Two other recent initiatives are working to leverage data from clinical care for research. The National Institutes of Health (NIH) Healthcare Systems Research Collaboratory (https://www.nihcollaboratory.org/) was created in 2012 to foster innovative approaches to research in which multiple health systems use data from EHRs to conduct pragmatic clinical trials at a fraction of the cost usually associated with conventional clinical research. Shortly after the creation of the Collaboratory, the Patient-Centered Outcomes Research Institute funded the National Patient-Centered Clinical Trials Network (PCORnet; http://www.pcornet.org/) to link multiple integrated health systems and “patient-powered” networks into a national consortium for patient-centered outcomes research. Both the Collaboratory and PCORnet are focused on transforming clinical research to take advantage of new structures in healthcare systems and data analytics to conduct scientific investigations that will improve health outcomes.

Toward a working definition of pragmatic clinical trials

The types of research being undertaken by the Collaboratory and PCORnet can be described by the term pragmatic (or practical) clinical trials (PCTs). These terms have been used by different experts to denote various concepts, resulting in ambiguity that can lead to miscommunication.
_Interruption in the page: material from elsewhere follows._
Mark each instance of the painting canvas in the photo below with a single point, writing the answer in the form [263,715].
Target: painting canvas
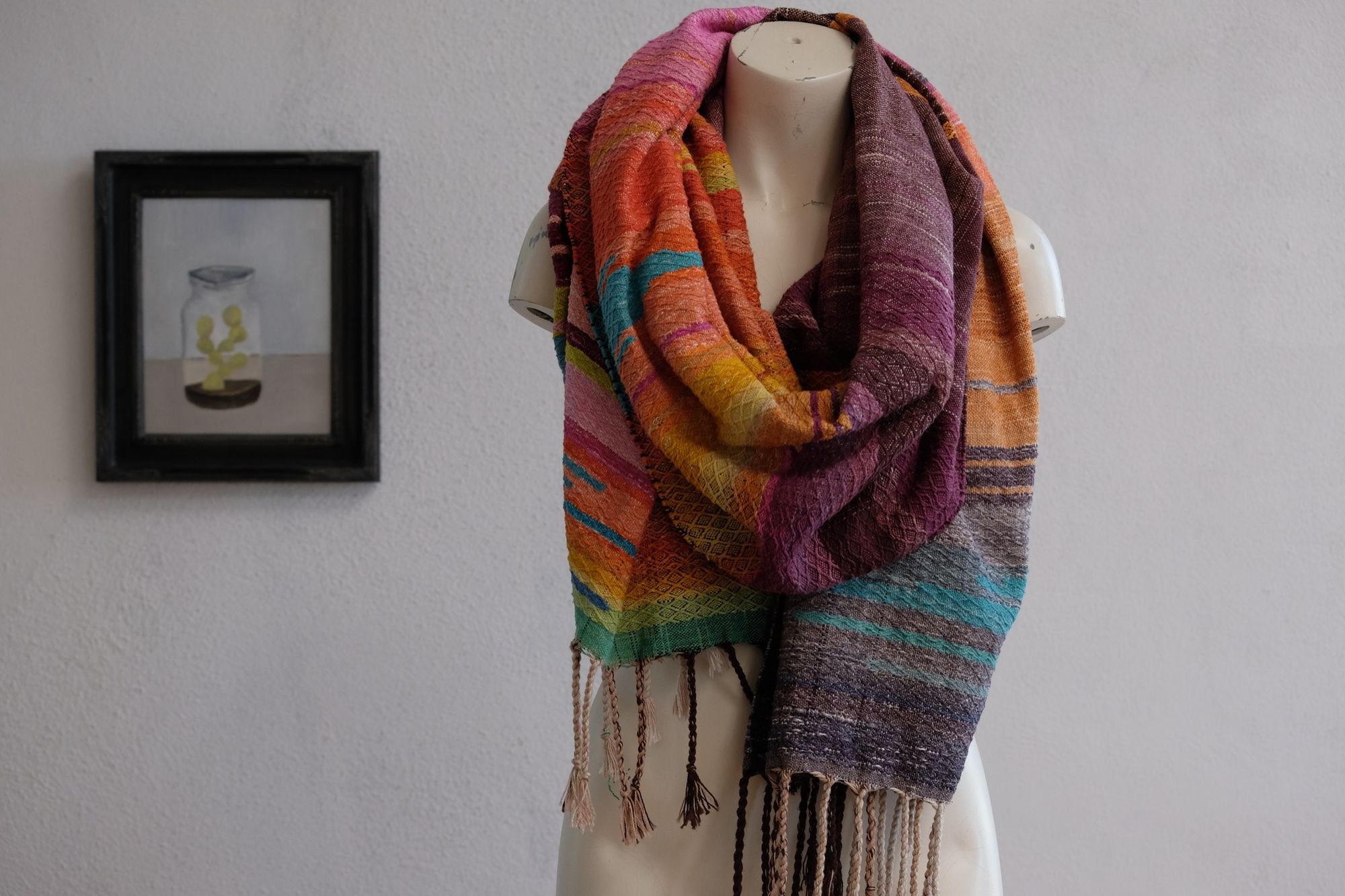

For this reason, we briefly explore the background of this concept and propose a definition that encompasses the entire spectrum of the types of clinical trials of interest.

The concept of the PCT emerged decades ago from the general division of randomized controlled trials into groups classified as either mechanistic or pragmatic. The former were defined by their intent to evaluate a biological or mechanistic hypothesis, while the latter were defined as trials aimed at answering questions that inform decision-makers about health and healthcare. This fundamental division according to a trial’s purpose remains a critical distinction.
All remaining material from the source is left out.